Fig. 3: TockyKmeansRF: Combinatorial analysis using clustering and random forest.
From: Machine learning-assisted decoding of temporal transcriptional dynamics via fluorescent timer

a Schematic overview of the TockyKmeansRF framework combining k-means clustering and Random Forest (RF) classification to model Timer fluorescence in flow cytometry data. b Training and test datasets generated from lymph node samples of WT and CNS2 KO Foxp3-Tocky mice. c Area Under the Curve (AUC) analysis of model performance across varying numbers of clusters (top) and RF trees (bottom). d Visualisation of CNS2-dependent feature clusters in the test dataset.
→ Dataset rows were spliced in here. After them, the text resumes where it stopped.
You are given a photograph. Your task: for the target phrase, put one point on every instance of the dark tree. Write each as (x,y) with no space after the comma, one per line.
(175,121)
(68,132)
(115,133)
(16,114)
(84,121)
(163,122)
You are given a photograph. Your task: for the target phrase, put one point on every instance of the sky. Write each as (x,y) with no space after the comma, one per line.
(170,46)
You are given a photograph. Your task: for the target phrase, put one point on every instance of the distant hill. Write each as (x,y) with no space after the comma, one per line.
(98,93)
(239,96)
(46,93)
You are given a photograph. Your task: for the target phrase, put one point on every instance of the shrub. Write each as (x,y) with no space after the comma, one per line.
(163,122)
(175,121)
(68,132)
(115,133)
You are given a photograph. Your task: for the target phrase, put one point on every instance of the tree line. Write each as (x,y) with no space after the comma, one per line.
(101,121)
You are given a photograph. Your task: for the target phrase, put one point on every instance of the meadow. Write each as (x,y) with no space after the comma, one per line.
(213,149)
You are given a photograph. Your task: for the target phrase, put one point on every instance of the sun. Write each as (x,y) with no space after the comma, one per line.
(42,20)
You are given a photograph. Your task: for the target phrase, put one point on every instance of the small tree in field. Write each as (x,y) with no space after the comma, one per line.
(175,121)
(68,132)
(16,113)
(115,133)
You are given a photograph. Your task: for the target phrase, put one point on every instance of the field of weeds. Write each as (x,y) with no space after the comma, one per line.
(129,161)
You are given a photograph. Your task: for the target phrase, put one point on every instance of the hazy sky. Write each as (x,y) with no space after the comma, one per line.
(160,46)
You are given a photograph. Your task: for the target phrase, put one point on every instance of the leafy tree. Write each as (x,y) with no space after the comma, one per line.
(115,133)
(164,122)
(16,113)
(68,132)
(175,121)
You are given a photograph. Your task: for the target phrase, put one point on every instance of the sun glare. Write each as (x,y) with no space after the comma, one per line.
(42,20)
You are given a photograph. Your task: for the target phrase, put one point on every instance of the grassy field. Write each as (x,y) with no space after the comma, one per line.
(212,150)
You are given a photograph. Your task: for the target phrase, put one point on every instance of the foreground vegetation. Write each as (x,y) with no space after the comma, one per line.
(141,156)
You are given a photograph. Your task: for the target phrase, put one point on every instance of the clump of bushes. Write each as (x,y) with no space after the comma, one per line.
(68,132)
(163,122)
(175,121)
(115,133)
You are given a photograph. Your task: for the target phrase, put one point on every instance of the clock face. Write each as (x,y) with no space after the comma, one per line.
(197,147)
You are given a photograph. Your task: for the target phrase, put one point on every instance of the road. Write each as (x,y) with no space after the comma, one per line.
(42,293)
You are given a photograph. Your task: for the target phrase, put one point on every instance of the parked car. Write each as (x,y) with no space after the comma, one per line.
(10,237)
Timer Angle–Intensity and original Timer fluorescence spaces are shown. Top: feature importance by Mean Decrease Gini (MDG); bottom: feature cells defined as top 60th percentile by MDG. e Density-based clustering of feature cells. f Violin plots showing kernel density estimates of the percentage of cells in each cluster per sample (n = 22 KO, 27 WT). Each point represents a biological replicate. The box indicates the interquartile range (IQR; 25th–75th percentile), the centre line denotes the median, and whiskers extend to the most extreme values within 1.5× IQR; outliers beyond this are plotted. Samples lacking cells in Cluster 3 (KO) were excluded from that cluster’s plot. g Violin plots showing mean fluorescence intensity (MFI) of CD25, CD44, PD-1, and CD69 for two identified clusters and remaining Timer+ cells (“others”) in WT samples (n = 27). Statistical analysis used the Kruskal-Wallis test followed by Dunn’s test with Bonferroni correction. Timer-negative cells were included only as a baseline reference and excluded from statistical testing. The box shows the IQR, the centre line indicates the median, and whiskers extend to the most extreme values within 1.5× IQR. Exact p-values are provided in Supplementary Data 1. h Computational performance of TockyKmeansRF, showing runtime and memory usage with progressively increased CNS2 KO training data.